ÖMER GÜRSOY İLE SOHBET
Sayın Şuhut Anayurt okurları,yazımıza ünlü şair Cenap Şahabettin’in güzel bir sözüyle başlayalım; ‘’Yaşlılarda maziyi (geçmişi) görürüz ,halbuki daha iyi baksak istikbalimizi (geleceğimizi) görürdük.’’.Büyüklerimizin sözleri,hayat tecrübeleri ,birikimleri; gençler için yol gösterici olmalıdır.Onları ömrünün son demlerini yaşayan,her şeyden elini eteğini çekmiş insanlar olarak görmek, insanlık ve gelecek adına büyük bir kayıp olacaktır.Türklerle bir türlü baş edemeyen Çinlilerin casusları vasıtasıyla Türklere kabul ettirdiği bir şey vardı;’’ yaşlılarınız (ak saçlılar) size bir yük.Onları başınızdan atarsanız daha rahat edersiniz.’’.Bu sinsi oyuna gelen Türkler bir süre sonra büyüklerini dağ başlarında ölüme terk eder.Çinlilerin tuzağı başarılı olur,Türkler yenilmeye başlar.Türk hakanı yenilginin sebebini araştırırken bir danışmanı şunları söyler;’’hakanım yaşlıları başımızdan attık,oysa onlar,Çinlilerin her şeyini bilen ve bizi ona göre uyaran insanlardı.İkincisi de büyüklerimize kötü davrandığımız için Gök Tanrı bizden bereketi ve rahmeti aldı.’’

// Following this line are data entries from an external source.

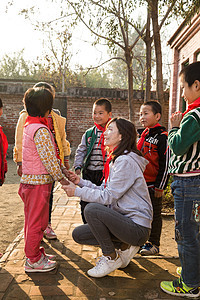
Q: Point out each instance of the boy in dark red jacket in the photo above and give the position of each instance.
(3, 150)
(153, 145)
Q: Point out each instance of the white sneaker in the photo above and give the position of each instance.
(104, 266)
(127, 255)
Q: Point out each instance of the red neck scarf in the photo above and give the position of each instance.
(193, 105)
(101, 140)
(106, 169)
(33, 120)
(143, 135)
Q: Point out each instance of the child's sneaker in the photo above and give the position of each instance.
(149, 249)
(105, 265)
(127, 255)
(49, 233)
(178, 288)
(42, 265)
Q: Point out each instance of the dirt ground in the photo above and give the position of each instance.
(12, 216)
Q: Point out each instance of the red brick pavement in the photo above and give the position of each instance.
(140, 280)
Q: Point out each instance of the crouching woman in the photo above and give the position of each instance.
(119, 214)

Bizler büyüklerimizi, bir rehber,bir model olarak görmeli, onların tecrübelerinden yararlanmalıyız.Gerek Sabri Şenbabaoğlu, gerekse Mehmet Elçi ile yaptığımız söyleşilerin temel amacı; Şuhut’un geçmişiyle bugününü yan yana getirmek,geleceğe dönük umutlar,planlar ve hedefler belirlemektir.Geçmişte yapılan hataları tekrar etmemek için büyüklerimizin sözlerine kulak vermemiz gerekir.Genç kuşaklar Şuhut’un geçmişini çok merak ediyorlar.Ancak eldeki belge,bilgi,arşiv,kitap vs.yani yazılı ve görsel malzemeler yetersiz kaldığından, bizler, yaşayan büyüklerimizi ziyaret ederek onların dağarcığında kalan hatıraları sizlere aktarmaya çalışıyoruz.Yapmış olduğumuz çalışma ‘’sözlü tarih’’ kapsamında olup,ilerleyen haftalarda daha bir çok büyüğümüzü ziyaret etmeyi ve anlattıklarını kayıt altına almayı planlıyoruz.

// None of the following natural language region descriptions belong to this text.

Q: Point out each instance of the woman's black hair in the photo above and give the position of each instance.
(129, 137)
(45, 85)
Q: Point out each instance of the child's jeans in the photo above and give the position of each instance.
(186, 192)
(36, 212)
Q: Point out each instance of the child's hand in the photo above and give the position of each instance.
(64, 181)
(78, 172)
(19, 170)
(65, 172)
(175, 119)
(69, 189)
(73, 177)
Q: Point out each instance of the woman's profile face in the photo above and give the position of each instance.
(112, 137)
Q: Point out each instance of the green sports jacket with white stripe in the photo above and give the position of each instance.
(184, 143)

Bu haftaki konuğumuz Ömer Gürsoy.’’Hacı Velilerin Ömer’’ diye tanınan Ömer beye,geçmişi,bugünü ve geleceği sorduk.Bizler sohbetten zevk aldık,inşallah siz de istifade edersiniz…
-Ömer bey kısaca kendinizi tanıtır mısınız?
-Öncelikle sizlere çok teşekkür ederim.Bizleri hatırlamanız,ziyaret etmeniz ,fikirlerimizi almanız güzel bir davranış.1936 Şuhut doğumluyum.Babam Halis Gürsoy ,Hacı Velilerden Hacı Ali Gürsoy’un oğludur.Annem Şerife Hacer hanım ise Ali Agah Efendinin kızıdır.Evimiz Yalı Mahallesinde idi.İki kardeşiz.Kız kardeşim Beyhan hanım, rahmetli Osman Nuri Özenç’in eşidir.İlkokulu Zaferyolu’nda okudum.Şevki beyde,Müfide hanımda okuduk.Biliyorsunuz Zaferyolu İlkokulu kasabamızın en eski ve ilk açılan okuludur.Çok kaliteli öğretmen kadrosu ile nesillerin yetişmesine katkıda bulunmuştur.Biz orada okurken Kurtuluş İlkokulu açıldı.İlkokulu bitirdikten sonra ortaokul dönemi gelip çattı.Ben ailenin tek erkek çocuğu olduğum için Afyon’a gitmem mümkün değildi.Çünkü Afyon’da yatılı okumak gerekiyordu.Babamın dükkanında çalışıyordum.Mağazamız bakkaliye,nalburiye,hırdavat ve tuhafiye üzerineydi.Büyük Caminin karşısında idi.Bir müddet aradan sonra Şuhut Ortaokulu açıldı.Bizler sevindik ve hemen ortaokula yazıldık.Fakat dükkanda babamın benden başka yardımcısı olmadığı için ortaokula devam edemedim.
-Gezek arkadaşlarınız kimlerdi?
-Samimi arkadaşlarım Kerim Eroğlu,Mustafa Şahin (İğdişoğlu),Tahsin Uysal,Sabri Gürsoy,Fehmi Tuncay,Remzi Aras.Bu arkadaşlarımla gezek yapardık,beraber gezerdik.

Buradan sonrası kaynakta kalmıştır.